BOSTON – Campbell Business sent students to Boston for the program’s third trip to the Social Enterprise Conference at the Harvard Business School and the Harvard Kennedy School of Government. This year, what would have been a straightforward trip to the conference took an unexpected turn.
Nine students flew into Boston on Friday in anticipation of the conference starting on Saturday. However, conference organizers informed attendees Friday evening that the conference was cancelled due to the threat of the coronavirus.
Not to be deterred, Campbell faculty quickly organized experiential education opportunities for the students, including touring the oldest university in the country (Harvard), walking the Freedom Trail including Boston’s oldest building (Paul Revere House), visiting the Monet room in the Fine Arts Museum and reading Henry David Thoreau on the banks of Walden Pond.
“The ability to go to Boston with a group of like-minded entrepreneurial students was so thrilling and exciting.
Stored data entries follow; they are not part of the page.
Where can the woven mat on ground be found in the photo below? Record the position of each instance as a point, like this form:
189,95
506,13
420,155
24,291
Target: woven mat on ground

Although the conference was cancelled, it gave us an opportunity to visit Historic Concord and spend time at Walden Pond,” said Claude Oros, Business Administration major from Youngsville, NC.
Campbell business faculty member Scott Kelly commented that, “While sitting in a classroom listening to interesting speakers and networking with students from Ivy League schools would have been nice, it turned out that introducing our students to great thinkers such as Thoreau and early patriots such as Paul Revere may have been even more inspiring.”